Nonsense-mediated decay (NMD) is a quality-control mechanism that checks newly made messages, and degrades them rapidly. Most NMD is cytoplasmic, but a fraction seems to be nuclear (Maquat & Carmichael 2001 Cell 104, 173-176). Pre-mRNA processing is thought to occur co-transcriptionally, with the mRNA cap structure promoting removal of the first intron (Proudfoot et al, 2002 Cell 108, 501-512), and splicing and polyadenylation factors found coincident with RNA polymerase II staining. If the mis-spliced products we have identified were splicing intermediates, they should be quickly degraded. However, we have found stability of the mis-spliced forms (especially those containing the first intron), relative to that of the correctly spliced forms, based on the presence and abundance of the RT-PCR products. This, together with the retention of the first intron (or part of it), suggests that our mis-spliced forms are real transcripts and further that they might have a potential regulatory function. These transcripts could indicate the presence of a regulatory mechanism whereby the mis-spliced forms compete in some way with the correctly spliced forms for interaction with the translation and export machinery, adding an additional layer of control to the expression of these genes.
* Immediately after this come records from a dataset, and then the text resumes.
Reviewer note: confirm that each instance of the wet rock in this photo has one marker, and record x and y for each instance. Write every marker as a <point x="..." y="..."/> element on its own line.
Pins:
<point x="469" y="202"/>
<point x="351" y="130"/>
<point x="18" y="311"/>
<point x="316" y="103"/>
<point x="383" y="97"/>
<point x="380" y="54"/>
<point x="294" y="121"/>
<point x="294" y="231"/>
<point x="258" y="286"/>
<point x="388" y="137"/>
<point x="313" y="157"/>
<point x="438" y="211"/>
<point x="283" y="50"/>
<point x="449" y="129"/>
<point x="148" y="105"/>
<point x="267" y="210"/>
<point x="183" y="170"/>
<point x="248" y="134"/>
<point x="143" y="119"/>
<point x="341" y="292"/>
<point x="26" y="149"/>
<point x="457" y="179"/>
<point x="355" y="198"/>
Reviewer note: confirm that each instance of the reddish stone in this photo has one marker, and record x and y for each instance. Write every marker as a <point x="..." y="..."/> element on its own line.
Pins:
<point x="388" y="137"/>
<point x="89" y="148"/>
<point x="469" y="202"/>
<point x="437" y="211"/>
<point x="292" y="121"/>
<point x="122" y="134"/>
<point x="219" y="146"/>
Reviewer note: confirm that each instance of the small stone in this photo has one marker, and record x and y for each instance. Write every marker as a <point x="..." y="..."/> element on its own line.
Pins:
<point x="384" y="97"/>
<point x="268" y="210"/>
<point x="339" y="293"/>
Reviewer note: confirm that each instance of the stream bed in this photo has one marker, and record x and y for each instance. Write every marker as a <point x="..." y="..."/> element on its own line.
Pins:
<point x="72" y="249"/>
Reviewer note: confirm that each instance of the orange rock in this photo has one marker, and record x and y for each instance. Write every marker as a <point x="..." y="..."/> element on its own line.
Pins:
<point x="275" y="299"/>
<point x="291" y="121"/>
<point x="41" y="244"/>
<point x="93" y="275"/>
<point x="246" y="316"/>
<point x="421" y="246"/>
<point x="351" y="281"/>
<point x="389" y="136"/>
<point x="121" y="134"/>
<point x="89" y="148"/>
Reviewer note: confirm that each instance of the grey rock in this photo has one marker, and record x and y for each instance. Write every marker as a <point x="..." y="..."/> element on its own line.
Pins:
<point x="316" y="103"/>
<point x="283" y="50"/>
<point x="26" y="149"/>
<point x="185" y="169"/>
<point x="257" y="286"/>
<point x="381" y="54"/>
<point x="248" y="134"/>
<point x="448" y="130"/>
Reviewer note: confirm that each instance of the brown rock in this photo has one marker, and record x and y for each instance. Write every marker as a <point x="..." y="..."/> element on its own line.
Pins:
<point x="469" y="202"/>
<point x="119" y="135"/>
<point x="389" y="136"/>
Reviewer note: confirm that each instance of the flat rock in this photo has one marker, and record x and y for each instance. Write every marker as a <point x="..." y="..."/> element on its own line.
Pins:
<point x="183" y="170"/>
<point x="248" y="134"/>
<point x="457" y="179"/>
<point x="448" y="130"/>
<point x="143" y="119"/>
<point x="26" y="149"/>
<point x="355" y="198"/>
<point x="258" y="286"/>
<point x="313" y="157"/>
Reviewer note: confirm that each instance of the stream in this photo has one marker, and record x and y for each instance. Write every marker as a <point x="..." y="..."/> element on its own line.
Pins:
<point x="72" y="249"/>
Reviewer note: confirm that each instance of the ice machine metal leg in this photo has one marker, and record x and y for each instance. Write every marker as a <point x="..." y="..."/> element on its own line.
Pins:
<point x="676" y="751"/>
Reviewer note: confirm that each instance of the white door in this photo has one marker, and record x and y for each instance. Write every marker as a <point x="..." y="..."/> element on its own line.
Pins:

It has been previously suggested that mouse Ly-6C can have different functions depending on the cell type in which it is expressed (Yamanouchi et al, 1998 Eur. J. Immunol. 28, 696-707), and there is also evidence to suggest that transcription initiation and splicing of Ly-6 superfamily members can be altered when cells are stimulated with cytokines (Khodadoust et al, 1999 J. Immunol. 163, 811-819). It is possible that mis-splicing of the MHC class III region LY-6 genes, and retention of introns or intron fragments, may act as a regulatory mechanism for gene expression at the transcriptional level, and that different cytokines could act at another level of control on splicing, initiation of transcription, or the expression in different cell types of these LY-6 genes. It would be interesting to perform similar analyses with the other LY-6 superfamily members in the genome, to elucidate whether all follow the same exon/intron structure pattern, and more interestingly whether they present differential splicing to the same degree as this MHC class III region LY-6 cluster.

Example 4

In view of the surprising findings described in the preceding examples, the inventors wished to establish the subcellular location of the Ly-6 transcripts.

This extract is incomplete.